The Food and Drug Administration (FDA) has approved Omisirge® (omidubicel-onlv) for use in adults and pediatric patients 12 years and older with hematologic malignancies who are planned for umbilical cord blood transplantation following myeloablative conditioning to reduce the time to neutrophil recovery and the incidence of infection.
Omidubicel-onlv is a nicotinamide modified allogeneic hematopoietic progenitor cell therapy derived from cord blood. Treatment is administered as a single intravenous dose; each dose is patient-specific and contains healthy stem cells from an allogeneic pre-screened donor.
The approval was based on data from a multicenter, randomized, phase 3 trial (ClinicalTrials.gov Identifier: NCT02730299) that included patients 12 to 65 years of age with hematologic malignancies (eg, acute lymphoblastic leukemia, acute myeloid leukemia, myelodysplastic syndrome, chronic myeloid leukemia or lymphoma) who were eligible for allogeneic transplantation.
Patients were randomly assigned to receive omidubicel-onlv (n=62) or standard umbilical cord blood transplantation (UCBT; n=63). Efficacy was based on time to neutrophil recovery following transplantation and the incidence of Blood and Marrow Transplant Clinical Trials Network grade 2/3 bacterial or grade 3 fungal infections through day 100 following transplantation.
Results showed 87% of patients who received omidubicel-onlv achieved neutrophil recovery compared with 83% of those who received UCBT. The median time to neutrophil recovery was 12 days in the omidubicel-onlv arm and 22 days in the UCBT arm (P <.001). Grade 2/3 bacterial or grade 3 fungal infections through day 100 following transplantation occurred in 39% of patients in the omidubicel-onlv arm and 60% of patients in the UCBT arm.

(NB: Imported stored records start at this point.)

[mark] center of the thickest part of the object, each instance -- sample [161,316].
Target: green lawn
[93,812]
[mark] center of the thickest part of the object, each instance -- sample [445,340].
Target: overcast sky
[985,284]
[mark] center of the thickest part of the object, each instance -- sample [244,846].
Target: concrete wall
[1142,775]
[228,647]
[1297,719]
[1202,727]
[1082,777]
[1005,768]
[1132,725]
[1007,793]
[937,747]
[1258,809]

The most common adverse reactions reported with omidubicel-onlv were infections, graft vs host disease (GvHD), and infusion reactions. The Omisirge labeling includes a Boxed Warning regarding the risk of infusion reactions, GvHD, engraftment syndrome, and graft failure. Due to the potential for severe adverse reactions, health care professionals should assess the risks and benefits of using the treatment.
“Today’s approval is an important advance in cell therapy treatment in patients with blood cancers,” said Peter Marks, MD, PhD, director of the FDA’s Center for Biologics Evaluation and Research. “Hastening the return of the body’s white blood cells can reduce the possibility of serious or overwhelming infection associated with stem cell transplantation. This approval reflects the FDA’s continued commitment to supporting development of innovative therapies for life-threatening cancers.”